La profesora suspiró de nuevo, agotada.
—Está bien.... ¿y tu madre? ¿No puede venir a buscarte?
—Mi madre es una bruja.
En el momento en que aquellas palabras salieron de mi boca, la mujer saltó hacia atrás, sobresaltada. Al darse cuenta de que se encontraba ante un niño, pestañeó confusa, con una sonrisa forzada.
—Oh... está bien —volvió a pestañear— ¿Te ha dicho tu padre esas cosas?
—Sí. Es para que no vengan los señores de azul y rojo.
Ella asintió, confusa.
Fue entonces cuando un hombre alto de facciones marcadas se puso ante nosotros. Con las mejillas extrañamente rojas, la profesora comenzó a hablar.
—Señor Evans, lamento mucho la propuesta de divorcio de su mujer.
El atractivo hombre negó con la cabeza, forzando una sonrisa triste.
—Le agradezco sus condolencias, señorita.
Viéndolo todo desde abajo, sacudí la mano de mi profesora, tirando de su falda.
—Señorita, creo que se le está quemando la cara —hablé preocupado—. Debería de echarse agua como un dragón.

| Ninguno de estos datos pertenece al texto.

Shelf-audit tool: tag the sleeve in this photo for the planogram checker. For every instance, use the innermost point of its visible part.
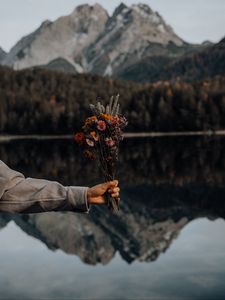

El hombre reparó en mi presencia y, cuando volvió a mirar a la profesora, esta se había convertido en un tomate. El señor rió y me miró.
—¿Y tú quién eres?
Entrecerré los ojos con desconfianza, apuntándolo con un dedo.
—¿La pregunta es.... quién eres tú?
—¿Quién quieres que sea?
—El amigo de mi profe. Está muy sola.
La profesora apretó mi manom forzando una risa nerviosa, y yo salté.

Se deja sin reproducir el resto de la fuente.